Ora, dirò subito che non mi interessa intervenire nel dibattito in corso tra pro e contro “buffoniani”, perché la mia sarebbe soltanto un’altra opinione che andrebbe ad aggiungersi alla marea di giudizi personali a cui nessuno sembra voler rinunciare. Inoltre, credo che quando un tema diventa così inflazionato, anche l’osservazione più intelligente rischia di passare inosservata.
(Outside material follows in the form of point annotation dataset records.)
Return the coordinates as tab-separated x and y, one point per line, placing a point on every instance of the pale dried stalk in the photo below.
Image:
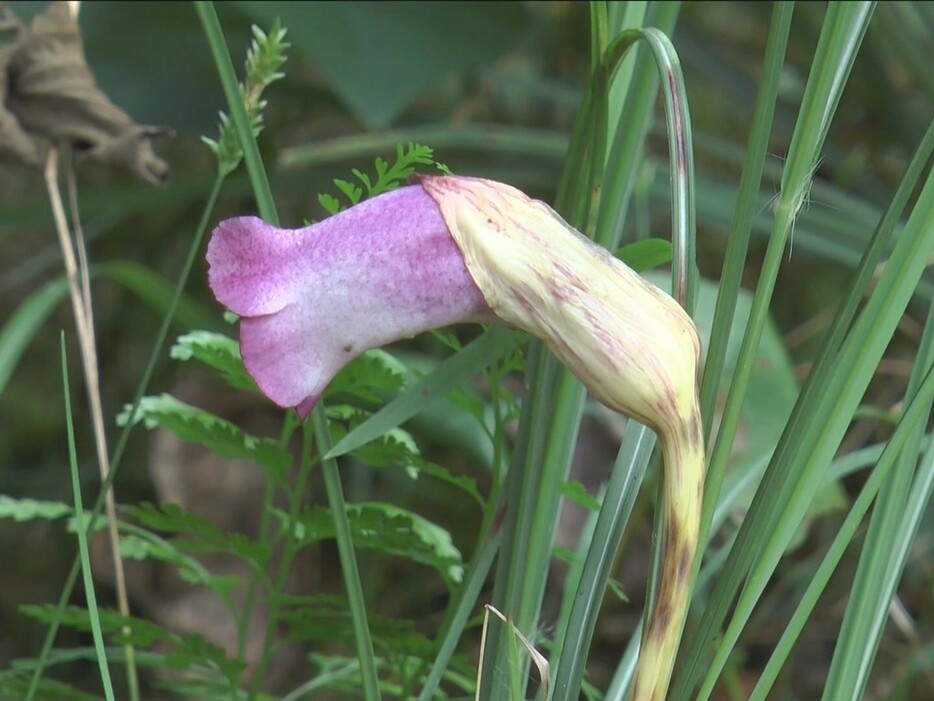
77	273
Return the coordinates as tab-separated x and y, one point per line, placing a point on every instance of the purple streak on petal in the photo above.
313	299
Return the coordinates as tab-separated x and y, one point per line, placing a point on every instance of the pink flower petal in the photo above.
313	299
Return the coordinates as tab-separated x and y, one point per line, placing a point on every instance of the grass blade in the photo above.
82	536
454	371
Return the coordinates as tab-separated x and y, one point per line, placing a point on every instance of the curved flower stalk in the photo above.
453	249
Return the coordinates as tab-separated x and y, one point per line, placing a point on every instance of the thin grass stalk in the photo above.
815	387
78	275
267	209
621	492
100	435
84	552
917	409
849	378
839	40
156	353
626	152
880	564
684	281
740	233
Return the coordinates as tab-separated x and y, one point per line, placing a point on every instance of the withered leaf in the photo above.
49	94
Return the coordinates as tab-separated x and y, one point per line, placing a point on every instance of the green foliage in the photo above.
216	351
774	411
264	58
388	177
199	426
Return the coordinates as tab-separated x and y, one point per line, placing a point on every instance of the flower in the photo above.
451	249
313	299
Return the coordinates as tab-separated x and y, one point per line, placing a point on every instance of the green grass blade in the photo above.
880	563
844	26
454	371
82	536
626	151
848	380
806	409
741	231
267	210
115	461
915	411
621	492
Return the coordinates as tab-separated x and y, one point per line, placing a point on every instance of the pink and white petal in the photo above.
315	298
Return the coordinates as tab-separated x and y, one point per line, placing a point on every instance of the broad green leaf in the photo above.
646	254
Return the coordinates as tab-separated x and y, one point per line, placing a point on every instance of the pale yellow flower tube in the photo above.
633	347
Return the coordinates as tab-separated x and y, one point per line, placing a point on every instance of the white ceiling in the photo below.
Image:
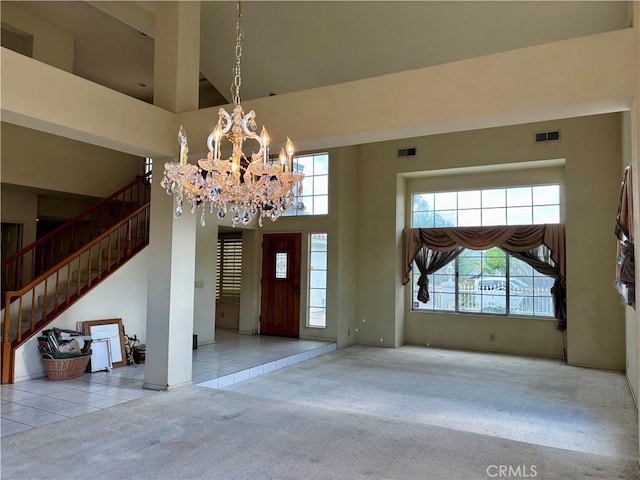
296	45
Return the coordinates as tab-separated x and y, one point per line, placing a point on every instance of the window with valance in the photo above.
540	246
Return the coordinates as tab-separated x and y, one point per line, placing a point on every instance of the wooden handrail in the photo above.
39	253
64	262
8	344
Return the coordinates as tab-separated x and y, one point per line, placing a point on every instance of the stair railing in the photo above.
24	266
68	280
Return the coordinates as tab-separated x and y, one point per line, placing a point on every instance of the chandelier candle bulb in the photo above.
264	136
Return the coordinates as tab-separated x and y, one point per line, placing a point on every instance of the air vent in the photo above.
550	136
407	152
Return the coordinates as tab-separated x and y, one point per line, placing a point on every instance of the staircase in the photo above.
45	278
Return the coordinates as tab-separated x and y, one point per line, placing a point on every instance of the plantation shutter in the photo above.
229	266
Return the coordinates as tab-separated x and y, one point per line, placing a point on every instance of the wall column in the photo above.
171	292
176	59
170	301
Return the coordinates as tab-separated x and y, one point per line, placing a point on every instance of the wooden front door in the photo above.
280	305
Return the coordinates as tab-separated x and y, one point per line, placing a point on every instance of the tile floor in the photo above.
231	359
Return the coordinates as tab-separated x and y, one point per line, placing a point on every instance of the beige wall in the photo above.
51	44
58	208
631	317
20	206
591	150
35	159
204	295
121	295
586	75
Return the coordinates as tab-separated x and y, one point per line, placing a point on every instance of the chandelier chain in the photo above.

Perciò vorrei dedicare queste poche righe a parlare di altro.

E quello su cui mi piacerebbe far riflettere prende spunto da una

Winston Churchill

celebre frase di Winston Churchill, il quale un giorno disse: “Gli italiani perdono le guerre come se fossero partite di calcio, e perdono le partite di calcio come fossero guerre”. Credo che chi era su facebook sabato sera al termine della partita, abbia avuto una testimonianza reale di come le parole di Churchill siano ancora estremamente valide ed attuali. E non tanto per l’attenzione morbosa riservata ad una partita di calcio da parte degli utenti, quanto per i contenuti e le forme in cui si è manifestata quest’attenzione, che ha evidenziato un’arretratezza spaventosa a livello di cultura sportiva.

Perché va bene, si può essere indignati, amareggiati quanto si vuole, ed è anche comprensibile la voglia di esprimerlo e sfogarsi sulla piazza pubblica virtuale, criticando e attaccando duramente coloro i quali a nostro avviso si sono macchiati di comportamenti non corretti in campo e fuori; ma non è possibile accettare post di insulti, poi insulti e ancora insulti, con espressioni qui non riportabili. Non si tratta di moralismo, di educazione forse sì, di senso del limite e della decenza anche, ma tanto non ci scandalizziamo, non è questo il punto. Quello che non mi riesce comprendere, ma più che altro mi fa storcere il naso, è come si possa riversare, in massa, questo tipo di cattiveria sull’oggetto che si sta commentando, che è e resta una partita di calcio in cui nessuno ha ucciso nessuno. Può sembrare banale quest’ultima frase, ma nei miei anni trascorsi da utente Facebook, poche volte, forse mai, prima di sabato sera, ho avuto la “home” invasa da una tale rabbia manifestata in quei termini. E questo, alla luce di quello che accade tutti i giorni nella vita non sportiva del paese e del mondo intero, credo debba far quantomeno riflettere sul modo che abbiamo di sentire e vivere le priorità della realtà che ci circonda.

Credo che bisognerebbe imparare ad usare maggiormente l’arma dell’ironia, della battuta pungente, anche dello sfottò, lasciando da parte isterie e degenerazioni. Un atteggiamento di questo tipo ci aiuterebbe a vedere verde quando è verde, e rosso quando è rosso, senza fare sempre “di tutta un’erba un fascio”, seppellendo sotto metri di ignoranza quella capacità di discernimento di cui Madre Natura invece, fortunatamente, ci ha dotati. Bisognerebbe cioè, provare, sforzarsi a vedere quanto può essere bello diventare un po’ più sportivi e un po’ meno tifosi, guardando una partita con il gusto di godersela davvero, con il profumo della serenità intorno a noi, concedendo soltanto a chi è in campo la possibilità di qualche “errore da eccesso di adrenalina”.